Proteksi atas pelayaran dan perdagangan selajutnya dipegang oleh NHM,

                                     yang didirikan pada 1824.  Tahun 1830 NHM lebih banyak mengangkut hasil
                                     perekebunan ke Belanda. Pertengahan abad ke-19, 11 pelabuhan dibuka meskipun
                                     tidak dilengkapi dengan fasilitas. Sebelum KPM didirikan tahun 1888, Belanda telah
                                     memiliki SMN (didirikan tahun 1870) dan RL (berdiri tahun 1873).  Tahun 1865

                                     pemerintah kolonial menurunkan selisih bea cukai antara kapal asing dan Belanda
                                     dari 30% menjadi 6%. Pemerintah Belanda melakukan beberapa penyesuaian dalam
                                     hal pelayaran domestik untuk memenuhi permintaan Inggris dalam hal liberalisasi.


                                     Pada tahun 1816, pasca penjajahan Inggris, pemerintah kolonial mengambil alih
                                     kembali kekuasaan atas Nusantara. Pemerintah kolonial kemudian merubah fokus
                                     mereka dari maritim menjadi lebih fokus ke wilayah teritorial. Sistem perkebunan

                                     mulai diberlakukan sejak 1830 dan ini membutuhkan pengaturan transportasi laut
                                     yang baik. Bagaimanapun juga pemerintah kolonial masih mempertahankan pola
                                     pelayaran yang dibangun oleh VOC, yaitu dengan mengontrol pelabuhan-pelabuhan
                                     secara ketat. Kebijakan ketat yang dipaksakan dalam mengontrol pola perdagangan

                                     diberlakukan untuk menjaga kepentingan mereka. Seperti kapal-kapal asing hanya
                                     boleh singgah di Batavia, Semarang, dan Surabaya. Sementara untuk pelayaran
                                     domestik hanya boleh dilakukan kapal-kapal Belanda dan pribumi.

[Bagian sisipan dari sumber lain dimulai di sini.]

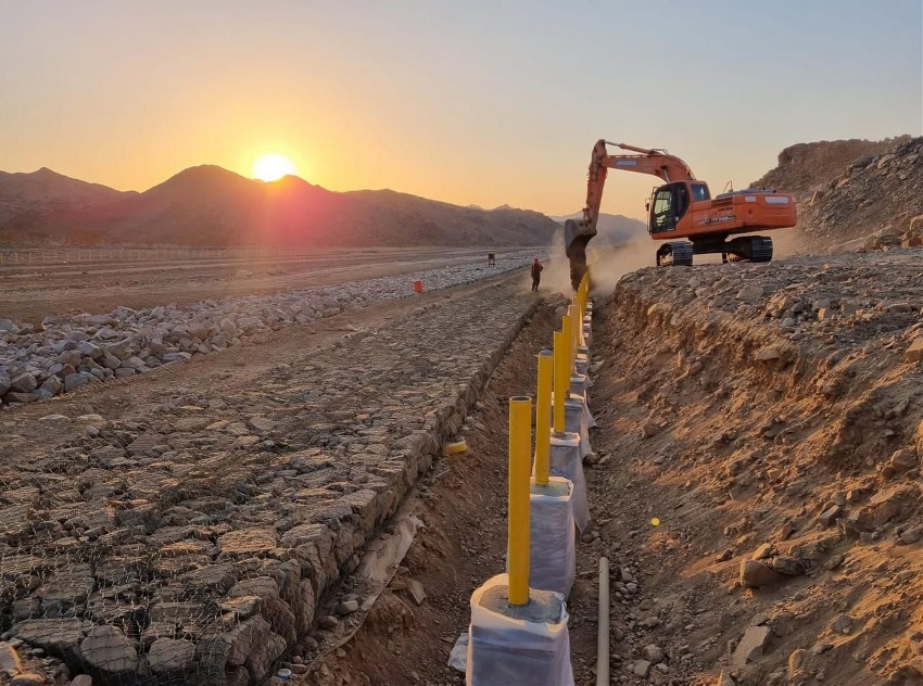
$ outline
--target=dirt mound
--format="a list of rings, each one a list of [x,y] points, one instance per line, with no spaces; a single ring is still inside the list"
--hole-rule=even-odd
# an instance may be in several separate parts
[[[135,195],[72,179],[42,167],[30,174],[0,172],[0,226],[13,217],[38,216],[62,208],[81,208]]]
[[[881,155],[908,140],[910,136],[880,141],[852,138],[789,145],[779,153],[779,165],[750,186],[772,188],[799,200],[809,200],[817,186],[839,177],[851,162],[865,155]]]

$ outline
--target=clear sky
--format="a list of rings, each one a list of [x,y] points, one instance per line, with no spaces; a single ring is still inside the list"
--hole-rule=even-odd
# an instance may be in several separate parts
[[[331,190],[568,214],[598,138],[717,192],[793,143],[920,136],[921,37],[921,0],[0,0],[0,169],[146,190],[277,152]],[[657,179],[609,179],[642,216]]]

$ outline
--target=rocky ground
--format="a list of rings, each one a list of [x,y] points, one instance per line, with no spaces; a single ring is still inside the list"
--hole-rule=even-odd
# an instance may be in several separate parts
[[[596,294],[578,684],[600,555],[612,683],[923,684],[921,257]],[[0,415],[0,671],[15,650],[35,683],[462,683],[468,599],[503,569],[507,401],[562,302],[497,277]],[[340,572],[405,496],[416,537],[372,605]]]
[[[538,249],[536,249],[538,250]],[[119,254],[119,249],[103,251]],[[129,257],[132,252],[126,251]],[[203,301],[273,295],[294,289],[410,275],[446,266],[486,266],[542,252],[496,247],[317,247],[309,256],[214,259],[136,259],[71,264],[0,264],[0,317],[38,326],[49,315],[104,315],[116,307],[185,307]],[[425,284],[426,285],[426,284]]]
[[[921,257],[648,268],[597,295],[578,684],[595,683],[599,555],[612,683],[923,684]],[[305,683],[462,683],[468,598],[503,567],[505,401],[556,323],[540,310],[501,364],[390,590]]]
[[[445,259],[446,255],[441,257]],[[139,309],[119,304],[104,314],[49,315],[40,323],[2,317],[0,405],[49,399],[88,384],[132,377],[193,355],[258,341],[281,327],[407,297],[413,295],[417,280],[423,289],[441,289],[524,268],[530,258],[531,252],[509,253],[488,267],[483,261],[470,264],[468,256],[458,259],[460,264],[416,268],[400,276],[185,305]],[[389,267],[400,269],[396,265]]]
[[[309,658],[315,621],[349,624],[362,600],[330,598],[341,571],[534,307],[527,281],[381,302],[0,415],[0,630],[26,661],[0,670],[262,684]]]

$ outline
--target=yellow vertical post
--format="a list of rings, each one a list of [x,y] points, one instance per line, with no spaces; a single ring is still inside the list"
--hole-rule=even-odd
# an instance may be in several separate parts
[[[529,604],[529,462],[532,398],[509,398],[509,605]]]
[[[565,355],[567,356],[568,365],[573,363],[573,317],[570,316],[570,308],[568,307],[567,314],[561,319],[561,330],[564,331],[564,344],[565,344]],[[568,367],[568,374],[570,374],[570,367]]]
[[[535,395],[535,483],[548,485],[552,452],[552,374],[554,354],[539,353],[539,388]]]
[[[570,386],[568,372],[567,335],[555,331],[555,433],[564,433],[564,402]]]
[[[577,312],[573,313],[573,327],[577,332],[577,346],[583,345],[583,298],[578,296],[577,298]],[[573,353],[573,358],[577,359],[577,351]]]

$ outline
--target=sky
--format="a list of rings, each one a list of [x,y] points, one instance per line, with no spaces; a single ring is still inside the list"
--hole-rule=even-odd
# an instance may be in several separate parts
[[[0,0],[0,169],[121,190],[278,153],[554,216],[599,138],[719,192],[794,143],[923,134],[921,0]],[[656,183],[611,173],[603,211]]]

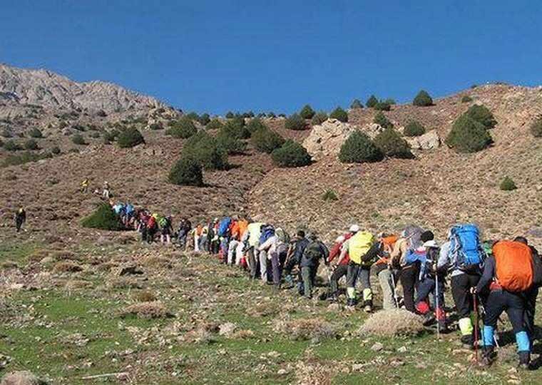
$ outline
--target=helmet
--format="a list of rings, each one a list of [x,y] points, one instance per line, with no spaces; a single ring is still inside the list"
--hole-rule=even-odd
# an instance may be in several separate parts
[[[352,226],[350,226],[350,228],[349,229],[348,231],[349,231],[350,232],[357,232],[358,231],[359,231],[359,226],[358,226],[357,225],[352,225]]]

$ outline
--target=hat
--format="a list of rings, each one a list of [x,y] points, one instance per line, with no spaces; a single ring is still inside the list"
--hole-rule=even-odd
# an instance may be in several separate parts
[[[431,240],[424,243],[424,247],[426,249],[430,249],[430,248],[438,249],[439,246],[439,243],[435,240]]]

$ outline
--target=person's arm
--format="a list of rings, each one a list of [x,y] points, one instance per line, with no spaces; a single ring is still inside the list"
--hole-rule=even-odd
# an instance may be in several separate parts
[[[476,285],[476,292],[481,292],[486,289],[491,282],[493,277],[495,276],[495,257],[489,257],[484,263],[484,272],[478,281]]]

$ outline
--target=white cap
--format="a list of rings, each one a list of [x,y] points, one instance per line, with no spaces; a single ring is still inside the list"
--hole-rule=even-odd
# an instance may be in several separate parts
[[[357,232],[358,231],[359,231],[359,226],[358,226],[357,225],[352,225],[352,226],[350,226],[350,228],[348,231],[349,231],[350,232]]]

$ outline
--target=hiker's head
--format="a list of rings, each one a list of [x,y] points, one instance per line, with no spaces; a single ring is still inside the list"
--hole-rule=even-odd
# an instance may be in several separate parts
[[[359,226],[357,225],[352,225],[350,226],[350,228],[348,229],[348,231],[352,232],[352,234],[355,234],[356,232],[359,231]]]
[[[527,240],[527,238],[526,238],[525,237],[516,237],[513,239],[513,240],[514,240],[515,242],[521,242],[521,243],[523,243],[523,245],[528,245],[528,244],[529,244],[528,241]]]

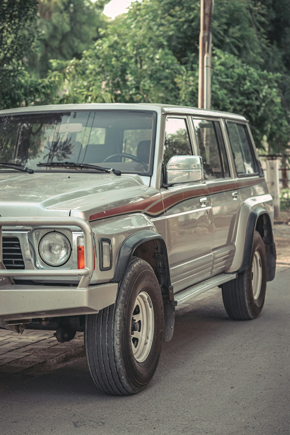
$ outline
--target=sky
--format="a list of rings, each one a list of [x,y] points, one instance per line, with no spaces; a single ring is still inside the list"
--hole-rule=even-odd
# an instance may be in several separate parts
[[[114,18],[117,15],[127,12],[126,8],[130,6],[132,0],[111,0],[105,6],[104,13],[107,17]]]

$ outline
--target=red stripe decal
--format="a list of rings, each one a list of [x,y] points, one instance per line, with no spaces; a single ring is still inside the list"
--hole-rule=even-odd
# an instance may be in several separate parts
[[[260,184],[264,178],[257,180],[240,180],[236,182],[229,183],[220,186],[210,186],[203,188],[194,188],[184,191],[180,187],[180,191],[172,192],[170,190],[164,192],[163,200],[160,193],[147,198],[134,199],[133,202],[114,208],[99,211],[90,216],[90,221],[97,221],[105,218],[111,218],[129,213],[140,213],[145,211],[146,214],[151,216],[160,214],[173,205],[186,200],[193,199],[211,194],[219,193],[235,189],[250,187]]]

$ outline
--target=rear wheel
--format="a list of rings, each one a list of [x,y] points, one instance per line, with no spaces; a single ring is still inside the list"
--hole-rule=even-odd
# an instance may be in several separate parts
[[[265,245],[255,231],[249,268],[222,286],[223,304],[231,318],[249,320],[260,314],[266,296],[267,268]]]
[[[87,359],[97,386],[118,395],[144,388],[157,367],[163,325],[163,302],[157,278],[146,261],[135,258],[114,305],[86,316]]]

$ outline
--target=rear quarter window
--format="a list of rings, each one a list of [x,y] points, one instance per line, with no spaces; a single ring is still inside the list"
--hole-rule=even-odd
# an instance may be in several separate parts
[[[257,174],[256,159],[246,126],[230,121],[227,121],[226,124],[238,176]]]

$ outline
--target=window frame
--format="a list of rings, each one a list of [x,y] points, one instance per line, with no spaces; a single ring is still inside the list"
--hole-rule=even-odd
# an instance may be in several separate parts
[[[216,135],[217,144],[217,147],[219,151],[219,155],[220,156],[220,166],[222,170],[222,172],[223,173],[223,177],[220,178],[217,178],[213,179],[212,180],[207,180],[205,179],[205,181],[206,182],[215,181],[221,181],[221,180],[228,180],[229,178],[232,178],[232,174],[231,173],[231,168],[230,168],[230,160],[229,159],[229,155],[227,150],[227,147],[226,145],[226,141],[225,140],[224,135],[223,134],[223,129],[222,128],[223,126],[222,123],[221,122],[220,118],[217,118],[217,117],[215,118],[214,117],[210,117],[210,116],[203,116],[202,115],[201,115],[200,116],[199,116],[197,115],[190,115],[190,118],[191,118],[192,129],[193,130],[193,134],[194,135],[194,139],[195,141],[197,150],[197,152],[199,153],[199,155],[200,155],[200,157],[201,157],[202,159],[202,156],[201,155],[200,150],[200,148],[199,141],[198,140],[198,137],[197,137],[197,131],[196,130],[195,127],[194,126],[194,124],[193,123],[193,120],[204,120],[205,121],[211,121],[213,122],[213,130],[214,131],[215,134]],[[218,136],[217,134],[217,129],[216,125],[215,124],[215,122],[218,122],[219,124],[219,125],[220,126],[220,134],[221,135],[221,137],[223,138],[223,147],[224,149],[226,158],[227,158],[227,167],[228,168],[228,171],[229,171],[229,175],[228,177],[226,177],[225,176],[225,171],[224,164],[223,162],[223,158],[221,149],[220,148],[221,145],[220,144],[220,141],[219,140]]]
[[[228,119],[225,119],[225,124],[226,124],[226,128],[227,129],[227,137],[229,139],[229,143],[230,144],[230,149],[232,152],[232,155],[233,156],[233,161],[234,168],[236,170],[236,174],[237,174],[237,176],[238,177],[238,178],[245,178],[245,177],[255,177],[257,176],[257,175],[259,175],[259,168],[258,168],[258,165],[257,164],[257,157],[255,154],[255,151],[254,150],[253,145],[252,141],[252,140],[251,139],[251,138],[250,136],[250,135],[249,134],[249,132],[248,131],[248,128],[247,127],[247,122],[243,122],[242,121],[238,121],[238,120],[229,120]],[[236,124],[238,125],[242,125],[244,128],[244,130],[246,132],[246,136],[247,137],[247,138],[248,141],[248,143],[249,143],[249,145],[250,151],[250,153],[251,153],[251,155],[252,156],[252,159],[253,160],[253,166],[254,167],[255,171],[253,174],[238,174],[238,171],[237,169],[237,166],[236,165],[236,159],[235,159],[234,157],[234,151],[233,149],[233,146],[232,145],[232,143],[230,140],[230,133],[229,132],[229,129],[228,128],[228,124]],[[244,161],[244,163],[245,162]]]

                                     Memasuki pertengahan abad ke-19, regulasi yang dibuat oleh pemerintah kolonial
                                     mulai dibuat lebih liberal. Sebagai contoh, tahun 1851 kapal asing  boleh berlayar ke
                                     pesisir. Kemudian pada 1858, kapal-kapal asing juga diizinkan melakukan pelayaran
                                     domestik, asalkan menggunakan bendera Belanda. Kelonggaran ini diberlakukan

                                     bagi kapal-kapal yang memiliki kepentingan bisnis di nusantara dan bukan politik.
                                     Pemerintah juga membagi jenis pelabuhan menjadi 4 kategori: pelabuhan bebas,
                                     pelabuhan transit (untuk pelayaran internasional), pelabuhan untuk pelayaran

                                     domestik, dan pelabuhan untuk pelayaran pribumi. Pembagian ini memungkinkan
                                     bagi kapal-kapal asing untuk mendarat di pelabuhan yang telah ditentukan.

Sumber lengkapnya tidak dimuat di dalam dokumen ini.